Nous sommes encore sous le choc de l’ampleur des révélations du rapport
Sauvé sur la pédocriminalité dans l’Église. Avec l’effroi provoqué par la
souffrance de ces enfants d’autant plus scandaleuse qu’elle vient d’hommes
qui se revendiquent de Dieu. Comment continuer à croire en leur
bienveillance, en leur confiant nos jeunes, quand bien même l’énorme
majorité d’entre eux est innocente ? La prière, la compassion, le remords…
ne peuvent suffire, avec le risque de tourner la page, sans élaborer des
réformes en profondeur. D’ailleurs la condamnation récente du cléricalisme
par le pape a-t-elle faire bouger les lignes ?
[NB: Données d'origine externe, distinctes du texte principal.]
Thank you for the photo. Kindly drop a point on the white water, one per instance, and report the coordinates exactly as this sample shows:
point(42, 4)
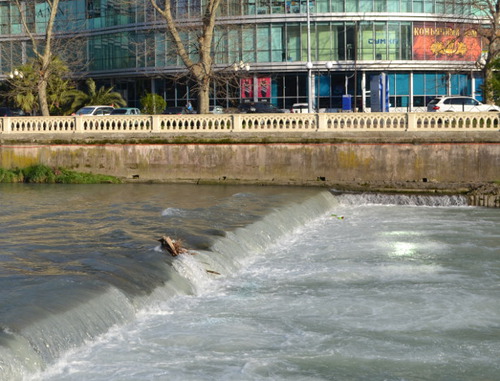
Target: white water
point(387, 293)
L’affaire a l’air mal partie : refus de l’épiscopat de reconnaître sa
responsabilité en tant qu’institution, regrettable intervention sur le secret de la
confession, alors qu’on demande aux musulmans de coïncider avec les lois
de la République. Les pêcheurs ont certes droit à la miséricorde de Dieu,
mais en tant que citoyens doivent répondre de leurs actes devant la justice
des hommes.

Le peuple de Dieu, laïcs, doit « libérer sa parole » et exprimer sa colère, sa
révolte, son dégoût, et l’exigence d’une transformation d’une institution
déviante à maints égards. Comment croire que le malade peut être son
propre médecin ? On ne peut laisser ceux qui ont failli, l’épiscopat ou les
prêtres, seuls décisionnaires, à la manoeuvre pour entreprendre un tel
«aggiornamento ».

L’Église prendra-t-elle la mesure des enjeux pour l’avenir ? Les laïcs doivent
se saisir, sans doute en collaboration avec le clergé, mais non sous sa
dépendance, des propositions d’évolution préconisées par le rapport,
notamment sur la vision de la sacralité, de la sexualité, de la place des
femmes ou des défauts d’une gouvernance qui repose toute entière dans les
mains de l’évêque.

Avec cette tempête l’Église est en train de perdre la stature morale qu’elle
conservait encore chez certains dans notre société laïcisée. Ne savait-on pas
depuis longtemps qu’il y avait des « problèmes », sans rien anticiper ? Il est
bien tard ; il n’est que temps d’agir, avant qu’il ne soit trop tard. Retroussons-nous
les manches… Que l’Esprit nous assiste !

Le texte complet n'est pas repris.